Closed ozgunbabur closed 8 years ago
Good catch, not a trivial thing.., and it's unclear how to perfectly fix it...
The Protein (originally from ReconX) has no xrefs, but the corresponding ProteinReference (PR), http://webservice.baderlab.org:48080/get?uri=http://identifiers.org/uniprot/Q9BZ23, has got multiple xrefs (those come from each original PR mapped to this primary canonical UniProt PR).
And indeed, the PR (Q9BZ23) also has HGNC:8598 and HGNC:19365 Xrefs (originate from the translated and normalized KEGG data: RelationshipXref_kegg_hsa_hsa00770_translatedHGNC_19365_2, RelationshipXref_kegg_hsa_hsa00770_translatedHGNC_8598_2), which map to different primary UniProt accession numbers (AC); see http://webservice.baderlab.org:48080/idmapping?id=HGNC:8598&id=HGNC:19365&id=HGNC:15894.
When Merger "decides" to replace an original PR with the one from the warehouse, it also then copies all the xrefs from the original PR to the canonical one.

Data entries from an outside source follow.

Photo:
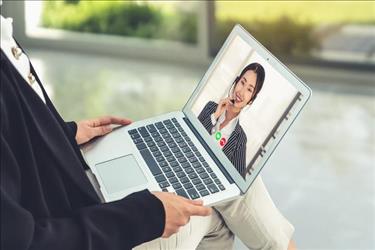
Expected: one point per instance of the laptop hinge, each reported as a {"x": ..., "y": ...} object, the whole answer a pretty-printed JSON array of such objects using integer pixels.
[{"x": 209, "y": 151}]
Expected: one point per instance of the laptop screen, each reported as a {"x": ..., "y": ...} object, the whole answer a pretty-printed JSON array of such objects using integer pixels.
[{"x": 242, "y": 104}]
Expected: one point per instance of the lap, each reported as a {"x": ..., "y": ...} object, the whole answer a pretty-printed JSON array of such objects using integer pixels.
[{"x": 255, "y": 219}]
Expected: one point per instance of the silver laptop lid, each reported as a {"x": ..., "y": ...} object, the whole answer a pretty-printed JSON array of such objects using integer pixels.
[{"x": 244, "y": 145}]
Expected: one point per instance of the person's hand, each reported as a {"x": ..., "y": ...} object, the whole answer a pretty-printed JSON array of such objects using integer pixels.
[
  {"x": 178, "y": 211},
  {"x": 222, "y": 106},
  {"x": 88, "y": 129}
]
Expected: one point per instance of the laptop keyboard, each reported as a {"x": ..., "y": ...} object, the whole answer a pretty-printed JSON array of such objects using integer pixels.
[{"x": 174, "y": 160}]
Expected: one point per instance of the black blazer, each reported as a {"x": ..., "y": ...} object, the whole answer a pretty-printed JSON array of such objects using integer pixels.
[
  {"x": 235, "y": 148},
  {"x": 47, "y": 202}
]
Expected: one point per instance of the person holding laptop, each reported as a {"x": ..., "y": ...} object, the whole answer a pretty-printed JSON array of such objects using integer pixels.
[
  {"x": 222, "y": 120},
  {"x": 47, "y": 201}
]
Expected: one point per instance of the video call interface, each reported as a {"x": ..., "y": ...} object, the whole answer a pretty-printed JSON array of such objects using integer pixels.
[{"x": 242, "y": 105}]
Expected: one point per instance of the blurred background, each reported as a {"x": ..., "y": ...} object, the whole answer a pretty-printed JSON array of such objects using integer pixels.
[{"x": 142, "y": 58}]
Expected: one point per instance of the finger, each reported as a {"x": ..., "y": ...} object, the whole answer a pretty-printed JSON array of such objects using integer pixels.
[
  {"x": 199, "y": 210},
  {"x": 102, "y": 130},
  {"x": 107, "y": 120}
]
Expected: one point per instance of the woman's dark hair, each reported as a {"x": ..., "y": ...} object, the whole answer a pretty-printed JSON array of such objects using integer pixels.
[{"x": 259, "y": 71}]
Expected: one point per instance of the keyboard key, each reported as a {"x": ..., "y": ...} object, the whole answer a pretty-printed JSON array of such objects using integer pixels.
[
  {"x": 167, "y": 122},
  {"x": 155, "y": 134},
  {"x": 159, "y": 125},
  {"x": 185, "y": 165},
  {"x": 158, "y": 139},
  {"x": 173, "y": 180},
  {"x": 212, "y": 188},
  {"x": 163, "y": 164},
  {"x": 160, "y": 178},
  {"x": 150, "y": 144},
  {"x": 133, "y": 131},
  {"x": 169, "y": 140},
  {"x": 204, "y": 175},
  {"x": 151, "y": 128},
  {"x": 171, "y": 158},
  {"x": 179, "y": 154},
  {"x": 196, "y": 181},
  {"x": 156, "y": 154},
  {"x": 172, "y": 130},
  {"x": 176, "y": 185},
  {"x": 189, "y": 170},
  {"x": 209, "y": 169},
  {"x": 193, "y": 176},
  {"x": 204, "y": 192},
  {"x": 167, "y": 153},
  {"x": 193, "y": 193},
  {"x": 147, "y": 139},
  {"x": 178, "y": 140},
  {"x": 181, "y": 159},
  {"x": 184, "y": 179},
  {"x": 159, "y": 158},
  {"x": 181, "y": 192},
  {"x": 137, "y": 140},
  {"x": 196, "y": 164},
  {"x": 163, "y": 131},
  {"x": 193, "y": 159},
  {"x": 207, "y": 181},
  {"x": 135, "y": 136},
  {"x": 177, "y": 169},
  {"x": 166, "y": 169},
  {"x": 169, "y": 174},
  {"x": 164, "y": 184},
  {"x": 141, "y": 146},
  {"x": 188, "y": 185},
  {"x": 151, "y": 163},
  {"x": 180, "y": 174},
  {"x": 175, "y": 150},
  {"x": 200, "y": 170},
  {"x": 182, "y": 145},
  {"x": 143, "y": 131},
  {"x": 174, "y": 164},
  {"x": 186, "y": 150},
  {"x": 200, "y": 187}
]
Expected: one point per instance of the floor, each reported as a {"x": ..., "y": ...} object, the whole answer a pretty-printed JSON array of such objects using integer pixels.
[{"x": 322, "y": 176}]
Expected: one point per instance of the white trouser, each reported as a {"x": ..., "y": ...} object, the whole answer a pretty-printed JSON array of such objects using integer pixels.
[{"x": 253, "y": 218}]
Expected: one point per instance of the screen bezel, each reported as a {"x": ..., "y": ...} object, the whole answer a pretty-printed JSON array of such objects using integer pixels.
[{"x": 283, "y": 128}]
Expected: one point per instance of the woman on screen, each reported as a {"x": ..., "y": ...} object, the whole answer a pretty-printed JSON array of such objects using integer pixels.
[{"x": 222, "y": 120}]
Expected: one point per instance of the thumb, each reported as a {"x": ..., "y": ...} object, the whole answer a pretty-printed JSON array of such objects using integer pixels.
[{"x": 101, "y": 130}]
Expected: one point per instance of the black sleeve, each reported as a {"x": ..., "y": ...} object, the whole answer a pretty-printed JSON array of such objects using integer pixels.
[
  {"x": 72, "y": 128},
  {"x": 118, "y": 225}
]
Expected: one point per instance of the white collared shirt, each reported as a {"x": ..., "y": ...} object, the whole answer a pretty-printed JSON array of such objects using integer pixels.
[
  {"x": 22, "y": 63},
  {"x": 222, "y": 136}
]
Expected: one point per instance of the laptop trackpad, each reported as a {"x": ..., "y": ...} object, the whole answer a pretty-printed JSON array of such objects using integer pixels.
[{"x": 120, "y": 174}]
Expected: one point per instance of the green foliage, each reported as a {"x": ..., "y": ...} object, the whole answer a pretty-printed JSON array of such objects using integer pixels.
[
  {"x": 122, "y": 18},
  {"x": 283, "y": 37}
]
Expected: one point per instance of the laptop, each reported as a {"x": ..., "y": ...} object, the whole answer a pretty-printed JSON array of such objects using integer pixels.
[{"x": 214, "y": 148}]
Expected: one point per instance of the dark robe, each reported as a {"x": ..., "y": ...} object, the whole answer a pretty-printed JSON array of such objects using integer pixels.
[{"x": 47, "y": 202}]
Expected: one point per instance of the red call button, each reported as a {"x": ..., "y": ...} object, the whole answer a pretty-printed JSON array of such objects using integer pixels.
[{"x": 223, "y": 141}]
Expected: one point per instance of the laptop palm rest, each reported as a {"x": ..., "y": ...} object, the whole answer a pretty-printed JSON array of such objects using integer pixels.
[{"x": 120, "y": 174}]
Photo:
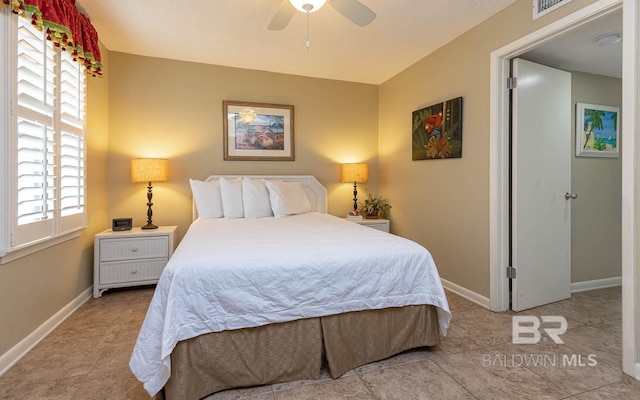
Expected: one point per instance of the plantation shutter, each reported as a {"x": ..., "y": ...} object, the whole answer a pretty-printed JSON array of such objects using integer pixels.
[
  {"x": 36, "y": 145},
  {"x": 50, "y": 157},
  {"x": 72, "y": 157}
]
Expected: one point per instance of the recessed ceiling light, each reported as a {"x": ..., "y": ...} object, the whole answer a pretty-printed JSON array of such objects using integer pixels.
[{"x": 609, "y": 38}]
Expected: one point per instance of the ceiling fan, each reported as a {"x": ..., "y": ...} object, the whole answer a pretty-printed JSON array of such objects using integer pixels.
[{"x": 353, "y": 10}]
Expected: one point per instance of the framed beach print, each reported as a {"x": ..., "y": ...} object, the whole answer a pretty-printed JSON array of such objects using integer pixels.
[
  {"x": 437, "y": 131},
  {"x": 597, "y": 133},
  {"x": 257, "y": 131}
]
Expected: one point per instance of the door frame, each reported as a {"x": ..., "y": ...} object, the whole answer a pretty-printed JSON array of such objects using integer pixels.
[{"x": 499, "y": 163}]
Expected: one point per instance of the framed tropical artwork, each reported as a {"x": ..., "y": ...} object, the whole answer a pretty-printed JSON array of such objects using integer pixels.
[
  {"x": 597, "y": 132},
  {"x": 437, "y": 131},
  {"x": 257, "y": 131}
]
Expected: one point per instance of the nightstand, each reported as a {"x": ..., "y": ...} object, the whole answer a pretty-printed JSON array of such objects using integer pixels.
[
  {"x": 379, "y": 224},
  {"x": 131, "y": 258}
]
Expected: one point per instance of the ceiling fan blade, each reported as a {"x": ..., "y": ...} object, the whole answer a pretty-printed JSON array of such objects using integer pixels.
[
  {"x": 355, "y": 11},
  {"x": 282, "y": 17}
]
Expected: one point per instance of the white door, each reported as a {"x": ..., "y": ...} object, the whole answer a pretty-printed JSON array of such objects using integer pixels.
[{"x": 541, "y": 176}]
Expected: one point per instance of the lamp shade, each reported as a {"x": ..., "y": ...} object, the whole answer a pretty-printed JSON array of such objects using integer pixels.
[
  {"x": 149, "y": 169},
  {"x": 355, "y": 172}
]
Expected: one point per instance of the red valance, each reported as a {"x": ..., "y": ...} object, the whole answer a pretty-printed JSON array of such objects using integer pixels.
[{"x": 66, "y": 27}]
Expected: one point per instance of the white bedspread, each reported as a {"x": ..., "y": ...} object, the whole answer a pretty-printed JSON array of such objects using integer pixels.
[{"x": 230, "y": 274}]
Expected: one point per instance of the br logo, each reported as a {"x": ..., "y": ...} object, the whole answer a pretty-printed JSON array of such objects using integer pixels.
[{"x": 526, "y": 328}]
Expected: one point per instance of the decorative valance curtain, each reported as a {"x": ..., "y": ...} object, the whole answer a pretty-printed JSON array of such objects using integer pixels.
[{"x": 66, "y": 27}]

So, despite we take care not to replace a PR unless it uniquely maps to only one UniProt AC, in the above case, we created confusion or mess... If we'd not have copied the xrefs, we'd have lost all original ones always...

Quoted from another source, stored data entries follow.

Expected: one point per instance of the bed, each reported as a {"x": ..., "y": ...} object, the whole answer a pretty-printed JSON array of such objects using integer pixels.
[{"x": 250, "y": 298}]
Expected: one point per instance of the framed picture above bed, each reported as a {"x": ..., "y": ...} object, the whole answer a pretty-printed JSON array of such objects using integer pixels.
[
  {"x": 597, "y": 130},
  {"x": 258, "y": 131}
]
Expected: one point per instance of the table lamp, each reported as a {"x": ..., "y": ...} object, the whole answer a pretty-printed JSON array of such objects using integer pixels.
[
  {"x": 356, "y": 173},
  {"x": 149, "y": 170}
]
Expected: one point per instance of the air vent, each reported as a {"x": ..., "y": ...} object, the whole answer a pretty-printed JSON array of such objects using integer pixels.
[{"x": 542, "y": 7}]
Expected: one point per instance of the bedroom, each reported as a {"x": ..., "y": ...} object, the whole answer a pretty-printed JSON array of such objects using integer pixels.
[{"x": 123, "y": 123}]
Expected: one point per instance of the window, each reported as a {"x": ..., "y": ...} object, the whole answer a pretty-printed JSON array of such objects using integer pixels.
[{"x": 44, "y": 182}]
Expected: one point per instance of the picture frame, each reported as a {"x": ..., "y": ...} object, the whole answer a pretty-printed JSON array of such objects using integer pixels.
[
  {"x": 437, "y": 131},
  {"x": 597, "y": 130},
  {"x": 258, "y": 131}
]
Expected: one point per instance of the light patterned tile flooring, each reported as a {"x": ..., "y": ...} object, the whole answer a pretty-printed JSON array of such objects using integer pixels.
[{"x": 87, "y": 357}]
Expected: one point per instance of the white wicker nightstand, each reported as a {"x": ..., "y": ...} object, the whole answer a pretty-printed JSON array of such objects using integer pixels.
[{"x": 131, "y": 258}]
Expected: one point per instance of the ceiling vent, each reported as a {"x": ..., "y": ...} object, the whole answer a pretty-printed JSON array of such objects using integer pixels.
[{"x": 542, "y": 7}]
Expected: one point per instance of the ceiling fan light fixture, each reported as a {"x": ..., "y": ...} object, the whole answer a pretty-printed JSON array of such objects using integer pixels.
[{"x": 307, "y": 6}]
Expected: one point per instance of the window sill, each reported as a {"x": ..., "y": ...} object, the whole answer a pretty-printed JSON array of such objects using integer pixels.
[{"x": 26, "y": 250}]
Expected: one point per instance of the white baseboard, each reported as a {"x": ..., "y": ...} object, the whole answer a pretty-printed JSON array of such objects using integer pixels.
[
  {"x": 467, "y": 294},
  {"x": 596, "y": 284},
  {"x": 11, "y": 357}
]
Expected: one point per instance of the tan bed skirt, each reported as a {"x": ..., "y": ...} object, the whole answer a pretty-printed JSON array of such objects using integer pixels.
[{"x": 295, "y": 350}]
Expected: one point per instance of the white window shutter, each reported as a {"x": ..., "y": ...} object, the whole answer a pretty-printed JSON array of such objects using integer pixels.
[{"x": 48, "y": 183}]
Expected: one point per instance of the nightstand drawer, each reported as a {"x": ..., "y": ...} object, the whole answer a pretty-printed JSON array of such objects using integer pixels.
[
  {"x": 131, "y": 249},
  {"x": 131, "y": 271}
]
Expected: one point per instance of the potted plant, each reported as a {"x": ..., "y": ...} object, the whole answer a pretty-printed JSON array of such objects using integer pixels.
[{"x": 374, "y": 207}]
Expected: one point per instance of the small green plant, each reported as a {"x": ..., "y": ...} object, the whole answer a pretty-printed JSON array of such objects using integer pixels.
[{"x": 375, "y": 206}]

More details. What happens is that e.g., KEGG hsa_00770 has a PR like (and the corresponding Protein also has these same xrefs, by the way), which is hard to tell what it means...:
Now fixing (in the biopax-validator Normalizer, KeggCleanerImpl, and cPath2 Merger)...
Oops, looks, I found the bug in the PC2 Merger (in idMappingByXrefsIntersection method), - the true reason why e.g. "hsa53354_hsa55229_hsa79646_hsa80025.eref" PR merges into canonical "Q9B223" despite id-mapping by xrefs is ambiguous (it must not merge!) Fixing now...

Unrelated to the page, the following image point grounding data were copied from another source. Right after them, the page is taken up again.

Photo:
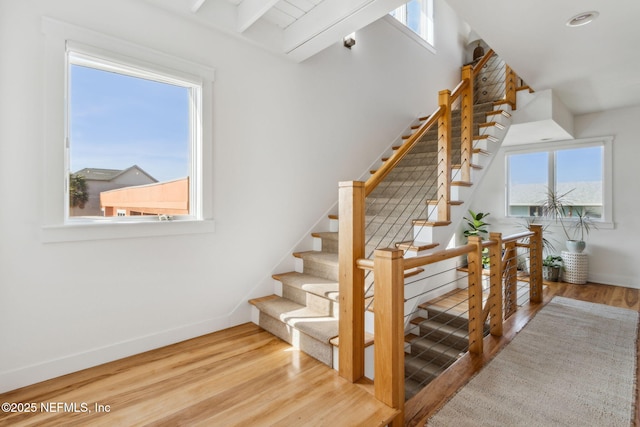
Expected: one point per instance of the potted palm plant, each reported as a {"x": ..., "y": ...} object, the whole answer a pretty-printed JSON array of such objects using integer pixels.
[{"x": 477, "y": 227}]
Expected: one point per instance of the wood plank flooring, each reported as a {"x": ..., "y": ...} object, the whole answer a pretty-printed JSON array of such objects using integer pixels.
[
  {"x": 436, "y": 393},
  {"x": 244, "y": 376},
  {"x": 241, "y": 376}
]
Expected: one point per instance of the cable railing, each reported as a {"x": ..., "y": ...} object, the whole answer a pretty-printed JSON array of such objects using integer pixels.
[{"x": 404, "y": 197}]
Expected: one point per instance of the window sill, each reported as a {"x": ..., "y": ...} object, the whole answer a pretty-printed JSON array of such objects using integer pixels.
[{"x": 123, "y": 230}]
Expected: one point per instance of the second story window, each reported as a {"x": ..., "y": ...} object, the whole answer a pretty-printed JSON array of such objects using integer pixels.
[
  {"x": 133, "y": 139},
  {"x": 417, "y": 15}
]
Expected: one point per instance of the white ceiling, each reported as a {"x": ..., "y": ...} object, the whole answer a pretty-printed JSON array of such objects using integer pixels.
[{"x": 590, "y": 68}]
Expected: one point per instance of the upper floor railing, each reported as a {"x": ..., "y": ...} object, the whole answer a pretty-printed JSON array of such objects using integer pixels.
[{"x": 355, "y": 249}]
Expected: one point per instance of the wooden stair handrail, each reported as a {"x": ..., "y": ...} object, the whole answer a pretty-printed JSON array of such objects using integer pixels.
[
  {"x": 487, "y": 56},
  {"x": 399, "y": 154}
]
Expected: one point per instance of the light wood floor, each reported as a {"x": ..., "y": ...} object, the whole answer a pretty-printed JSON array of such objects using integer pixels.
[
  {"x": 241, "y": 376},
  {"x": 436, "y": 393},
  {"x": 244, "y": 376}
]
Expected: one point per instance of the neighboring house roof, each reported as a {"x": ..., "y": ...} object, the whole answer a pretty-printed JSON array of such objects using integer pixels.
[
  {"x": 586, "y": 193},
  {"x": 97, "y": 174}
]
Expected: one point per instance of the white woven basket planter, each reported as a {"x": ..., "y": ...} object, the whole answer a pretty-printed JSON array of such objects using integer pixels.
[{"x": 576, "y": 267}]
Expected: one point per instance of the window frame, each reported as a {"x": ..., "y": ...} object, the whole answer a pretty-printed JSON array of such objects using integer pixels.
[
  {"x": 606, "y": 142},
  {"x": 60, "y": 38},
  {"x": 427, "y": 38}
]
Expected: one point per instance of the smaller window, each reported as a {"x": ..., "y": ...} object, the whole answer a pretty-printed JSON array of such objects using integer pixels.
[
  {"x": 580, "y": 172},
  {"x": 417, "y": 15}
]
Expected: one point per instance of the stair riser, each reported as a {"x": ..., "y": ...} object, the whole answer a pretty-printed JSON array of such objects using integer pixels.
[
  {"x": 419, "y": 375},
  {"x": 321, "y": 351},
  {"x": 448, "y": 318},
  {"x": 330, "y": 245},
  {"x": 433, "y": 356},
  {"x": 322, "y": 305}
]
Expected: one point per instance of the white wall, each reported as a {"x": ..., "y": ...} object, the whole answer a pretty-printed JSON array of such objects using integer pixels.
[
  {"x": 613, "y": 258},
  {"x": 284, "y": 135}
]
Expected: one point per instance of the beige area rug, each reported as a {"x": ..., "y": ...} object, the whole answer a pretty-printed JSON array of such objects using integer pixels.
[{"x": 574, "y": 364}]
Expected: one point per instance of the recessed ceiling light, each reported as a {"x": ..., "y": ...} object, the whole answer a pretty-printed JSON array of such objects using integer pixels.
[{"x": 582, "y": 19}]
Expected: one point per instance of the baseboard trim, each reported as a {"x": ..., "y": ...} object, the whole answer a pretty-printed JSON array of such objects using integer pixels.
[{"x": 32, "y": 374}]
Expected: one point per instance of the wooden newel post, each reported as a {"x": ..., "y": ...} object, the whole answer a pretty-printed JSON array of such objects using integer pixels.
[
  {"x": 510, "y": 279},
  {"x": 535, "y": 264},
  {"x": 495, "y": 285},
  {"x": 475, "y": 296},
  {"x": 510, "y": 86},
  {"x": 351, "y": 209},
  {"x": 466, "y": 108},
  {"x": 388, "y": 328}
]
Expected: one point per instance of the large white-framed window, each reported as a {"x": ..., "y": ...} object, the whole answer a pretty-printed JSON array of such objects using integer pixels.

Found a bug in the xrefs of some ProteinReference of v8. Look at the PR with ID
http://purl.org/pc2/8/Protein_84cb92e17a9f567f5456a46088aa57e1
It is related to the gene PANK2, and it has the xref [db:HGNC Symbol, id: PANK2], just as expected.
But it also have the xref [db: HGNC, id: HGNC:8598], and the xref [db: HGNC, id: HGNC:19365]. The first one belongs to PANK1 and the second one belongs to PANK3.
That is not new to v8. It existed in v7 too.